Access to public health services

Of the results obtained by the sample of the 13 locations with significant populations, 66% have medical services and 34% (20,363 inhabitants) do not (Mexican National Institute of Statistics and Geography (INEGI), 2010).

The total number of households in the 151 locations is 7,879, of which 6,122 are headed by a male or head of a family (78%) and 1,757 are female-headed (22%) (Mexican National Institute of Statistics and Geography (INEGI), 2010).

The households in which the head of family is male account for 81% of the total population, which corresponds to 25,690 inhabitants; the households whose head of family was a woman are 19% (5,959 inhabitants) (Mexican National Institute of Statistics and Geography (INEGI), 2010).

Housing conditions

Of the 11,649 homes surveyed, 11,545 homes are private and only 7,959 (68%) are inhabited dwellings; the density is 4 inhabitants per house (Mexican National Institute of Statistics and Geography (INEGI), 2010).

Of the 7,879 inhabited private homes, 96% have a different floor than the land and only 4% have a dirt floor; 70% have two or more bedrooms; 90% (7,080) of the houses are made up of three or more rooms (kitchen, bathroom, living room, bedroom, etc.) (Mexican National Institute of Statistics and Geography (INEGI), 2010).

A total of 98% of the houses have electricity service, 94% have piped water service, 91% have a toilet, and 84% have drainage service connected to a municipal network, 80.3% of the total houses studied in this analysis have all of the aforementioned services (Mexican National Institute of Statistics and Geography (INEGI), 2010).

Marginalization index

According to the data provided by CONAPO (Comisión Nacional de Población) in 2015, the municipality of Canatlán showed an index of marginalization of −0.822, Nuevo Ideal −1.001 y Santiago Papasquiaro −0.676, which places the basin of the Laguna de Santiaguillo in a low degree of marginalization (National Population Commission of Mexico (CONAPO), 2015).

The aim of this article is to evaluate the availability of water in Laguna de Santiaguillo basin derived from the overexploitation of the aquifer to propose the main ideas to get some sustainable mitigation measures.

Materials and Methods

To get the characterization of the sub-basin, the data employed was vector and demographic obtained from the National Institute of Geography, Informatics and Statistics (INEGI) and it was processed using geographic information systems. The information of the hydraulic infrastructure of the principal rivers in the zone, the public register of the rights of water and some of the vector data were obtained from the National Commission of Water (CONAGUA). Meteorological information was collected from the register of National Meteorology Service (SMN) (https://smn.conagua.gob.mx/es/informacion-climatologica-por-estado?estado=dgo) and the spatial analysis was made using the computer package Arcgis 9.3.
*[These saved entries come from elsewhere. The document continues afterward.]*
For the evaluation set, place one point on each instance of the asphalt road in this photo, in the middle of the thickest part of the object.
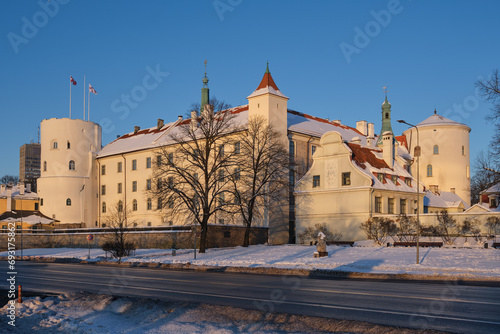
(446, 306)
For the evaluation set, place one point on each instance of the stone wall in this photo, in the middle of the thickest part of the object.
(218, 236)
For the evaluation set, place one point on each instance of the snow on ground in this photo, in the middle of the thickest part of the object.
(364, 258)
(91, 313)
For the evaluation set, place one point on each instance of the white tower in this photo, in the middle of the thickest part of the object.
(445, 159)
(68, 186)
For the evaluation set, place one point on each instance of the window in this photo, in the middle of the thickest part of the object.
(316, 180)
(346, 179)
(291, 148)
(378, 204)
(429, 170)
(380, 177)
(390, 205)
(402, 206)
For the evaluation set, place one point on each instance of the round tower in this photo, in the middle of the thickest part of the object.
(445, 158)
(67, 186)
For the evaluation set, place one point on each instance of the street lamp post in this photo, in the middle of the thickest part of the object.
(416, 154)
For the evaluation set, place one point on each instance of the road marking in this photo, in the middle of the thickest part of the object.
(280, 302)
(270, 287)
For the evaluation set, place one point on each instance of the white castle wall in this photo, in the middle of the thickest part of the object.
(77, 141)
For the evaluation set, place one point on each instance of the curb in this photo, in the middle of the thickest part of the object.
(313, 273)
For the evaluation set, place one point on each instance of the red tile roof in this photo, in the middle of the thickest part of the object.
(362, 155)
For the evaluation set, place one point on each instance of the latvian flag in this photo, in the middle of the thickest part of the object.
(92, 90)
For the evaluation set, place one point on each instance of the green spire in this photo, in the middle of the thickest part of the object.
(386, 119)
(205, 92)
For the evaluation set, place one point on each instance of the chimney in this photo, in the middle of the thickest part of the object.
(9, 199)
(388, 148)
(362, 126)
(160, 124)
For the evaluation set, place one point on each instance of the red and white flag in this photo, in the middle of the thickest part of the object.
(92, 90)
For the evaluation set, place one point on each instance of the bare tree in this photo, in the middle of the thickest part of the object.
(259, 177)
(489, 89)
(116, 241)
(192, 181)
In the field, the outline of the sub-basin in the plane zones was studied by giving a terrestrial travel verifying the watersheds corresponding to the limits of the sub-basin. A GPS Garming Oreon 550 was used, along with a UTM coordinate system with a Datum WGS84.

Each micro-basin was overlaid by layers putting together the natural data that influences the water availability. The vector layers of hydraulic infrastructure, roads, locations, and Agricola zone were used to get the anthropic factors and the influence they have in the zone following water availability. This allowed to attain knowledge of the natural dynamic and social conditions about the water use and cycle in the zone.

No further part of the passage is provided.